FIG. 15 is a flowchart of elongation / expansion difference and radial clearance calculation.

FIG. 16 is a flowchart for calculating elongation / difference in elongation and radial clearance.

FIG. 17 is a diagram showing a relationship between a heat transfer coefficient and time and a panula variable.

FIG. 18 is an explanatory diagram of a method within time.

FIG. 19 is a diagram showing an example of a menu screen.

FIG. 20 is a diagram showing an example of a menu screen.

FIG. 21 is a diagram showing an example of a menu screen.
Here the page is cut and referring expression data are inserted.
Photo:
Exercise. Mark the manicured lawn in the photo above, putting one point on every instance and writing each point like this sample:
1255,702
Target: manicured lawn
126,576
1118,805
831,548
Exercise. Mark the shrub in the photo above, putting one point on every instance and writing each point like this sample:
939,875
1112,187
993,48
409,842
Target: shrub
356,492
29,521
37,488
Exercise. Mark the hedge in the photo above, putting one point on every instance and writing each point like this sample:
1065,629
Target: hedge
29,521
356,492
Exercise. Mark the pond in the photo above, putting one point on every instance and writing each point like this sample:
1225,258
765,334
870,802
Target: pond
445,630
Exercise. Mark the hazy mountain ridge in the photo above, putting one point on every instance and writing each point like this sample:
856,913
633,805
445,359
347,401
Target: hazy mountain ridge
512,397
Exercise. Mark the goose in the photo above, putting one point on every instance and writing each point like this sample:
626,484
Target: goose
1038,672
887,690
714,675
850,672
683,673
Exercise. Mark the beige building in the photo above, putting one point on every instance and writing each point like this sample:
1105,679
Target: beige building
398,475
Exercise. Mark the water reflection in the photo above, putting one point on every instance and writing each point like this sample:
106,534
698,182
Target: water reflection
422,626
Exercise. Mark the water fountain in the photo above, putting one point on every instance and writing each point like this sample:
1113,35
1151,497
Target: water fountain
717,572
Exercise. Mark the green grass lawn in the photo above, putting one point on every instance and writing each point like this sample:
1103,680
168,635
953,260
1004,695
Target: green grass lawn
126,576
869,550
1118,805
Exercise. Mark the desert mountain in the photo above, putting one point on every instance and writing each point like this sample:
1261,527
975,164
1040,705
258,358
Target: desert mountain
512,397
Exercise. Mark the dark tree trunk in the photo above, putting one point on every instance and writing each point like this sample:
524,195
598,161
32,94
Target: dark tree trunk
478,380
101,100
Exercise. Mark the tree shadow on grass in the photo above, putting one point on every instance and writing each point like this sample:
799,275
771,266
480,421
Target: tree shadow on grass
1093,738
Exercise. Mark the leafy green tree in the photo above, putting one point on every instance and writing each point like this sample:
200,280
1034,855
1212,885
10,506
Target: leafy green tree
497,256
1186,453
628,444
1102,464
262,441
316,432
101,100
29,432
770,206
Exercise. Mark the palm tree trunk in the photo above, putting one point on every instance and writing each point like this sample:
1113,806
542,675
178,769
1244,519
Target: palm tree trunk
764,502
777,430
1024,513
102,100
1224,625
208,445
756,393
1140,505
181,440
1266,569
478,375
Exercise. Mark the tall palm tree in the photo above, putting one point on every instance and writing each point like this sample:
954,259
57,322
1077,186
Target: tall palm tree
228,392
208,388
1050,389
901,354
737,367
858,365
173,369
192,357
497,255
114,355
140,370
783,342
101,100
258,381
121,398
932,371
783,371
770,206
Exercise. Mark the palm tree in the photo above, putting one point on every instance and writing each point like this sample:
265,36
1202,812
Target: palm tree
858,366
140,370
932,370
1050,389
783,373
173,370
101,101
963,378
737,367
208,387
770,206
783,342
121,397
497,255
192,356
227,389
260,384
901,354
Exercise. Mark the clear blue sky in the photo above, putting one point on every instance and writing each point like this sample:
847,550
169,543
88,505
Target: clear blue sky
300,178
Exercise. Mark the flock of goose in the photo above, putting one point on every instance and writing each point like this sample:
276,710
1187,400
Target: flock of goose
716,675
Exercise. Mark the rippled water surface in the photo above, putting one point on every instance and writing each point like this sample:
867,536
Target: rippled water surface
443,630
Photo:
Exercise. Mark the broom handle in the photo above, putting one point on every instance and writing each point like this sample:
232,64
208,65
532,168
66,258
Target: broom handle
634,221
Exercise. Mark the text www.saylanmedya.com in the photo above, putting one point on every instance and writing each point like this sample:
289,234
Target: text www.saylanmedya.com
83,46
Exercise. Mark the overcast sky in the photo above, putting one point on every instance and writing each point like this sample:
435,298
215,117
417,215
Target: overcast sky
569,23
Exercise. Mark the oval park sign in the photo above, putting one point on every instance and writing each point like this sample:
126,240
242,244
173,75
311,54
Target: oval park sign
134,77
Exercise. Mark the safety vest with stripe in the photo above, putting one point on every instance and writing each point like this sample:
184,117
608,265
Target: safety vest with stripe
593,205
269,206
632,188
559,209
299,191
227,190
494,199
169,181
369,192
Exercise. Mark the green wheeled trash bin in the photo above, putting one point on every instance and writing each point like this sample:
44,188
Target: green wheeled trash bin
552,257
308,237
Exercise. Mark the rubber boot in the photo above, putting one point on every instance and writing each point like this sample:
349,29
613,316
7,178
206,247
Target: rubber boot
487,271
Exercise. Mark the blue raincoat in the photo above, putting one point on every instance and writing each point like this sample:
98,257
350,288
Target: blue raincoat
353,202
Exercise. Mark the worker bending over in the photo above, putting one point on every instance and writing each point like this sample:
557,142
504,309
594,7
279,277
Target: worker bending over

FIG. 22 is a diagram showing an example of a menu screen.

[Explanation of symbols]

 1 storage means 2 computing means

─────────────────────────────────────────────────── ─── Continuation of the front page (51) Int.Cl. ⁵ Identification code Internal reference number FI Technical display location F01K 13/02 B 8503-3G (72) Inventor Ikuro Kishi 1 Tanabe Nitta, Kawasaki-ku, Kawasaki-shi, Kanagawa No. 1 within Fuji Electric Co., Ltd. (72) Inventor Haruho Nishimoto 1-1 Tanabe Nitta, Kawasaki-ku, Kawasaki City, Kanagawa Prefecture Fuji Electric Co., Ltd.

Claims (5)

[Claims] 1. A storage means (1) for storing start-up curve data indicating operating conditions from a turbine start-up to a steady operation.
And a calculation means (2) for calculating the radial clearance between the rotating part and the fixed part of the turbine at any location and at any time of the turbine based on the starting curve data stored in this storage means (1) And a turbine simulation device. 2. The calculating means (2) at least radially expands a rotating part and a stationary part due to thermal expansion, a rotating part radially expands due to centrifugal force during rotation, and a radial gap due to a vertical temperature difference of the casing. The radial gap between the rotating portion and the stationary portion of the turbine at any location and at any time of the turbine is calculated by calculating one of the radial expansion of the casing due to the change and the pressure. Turbine simulation device. 3. Storage means (1) for storing start-up curve data showing operating conditions from turbine startup to steady operation
And a calculation means (2) for calculating the radial clearance between the rotating part and the fixed part of the turbine at any location and at any time of the turbine based on the starting curve data stored in this storage means (1) And a display means for displaying the radial gap between the rotating portion and the fixed portion obtained by the calculating means (2) together with a predetermined limit value. 4. A storage means (1) for storing start-up curve data indicating an operation condition from a turbine start-up to a steady operation.
And a calculation means for calculating the axial clearance between the rotating part and the fixed part of the turbine at an arbitrary location of the turbine and at an arbitrary time based on the starting curve data stored in the storage means (1). A turbine simulation device characterized by the above. 5. A storage means (1) for storing start-up curve data indicating operating conditions from a turbine start-up to a steady operation.
And a calculating means for calculating the axial clearance between the rotating part and the fixed part of the turbine at an arbitrary location of the turbine at an arbitrary time based on the starting curve data stored in the storage means (1), A turbine simulation device, comprising: a display unit that displays the axial gap between the rotating unit and the fixed unit, which is calculated by the calculating unit, together with a predetermined limit value.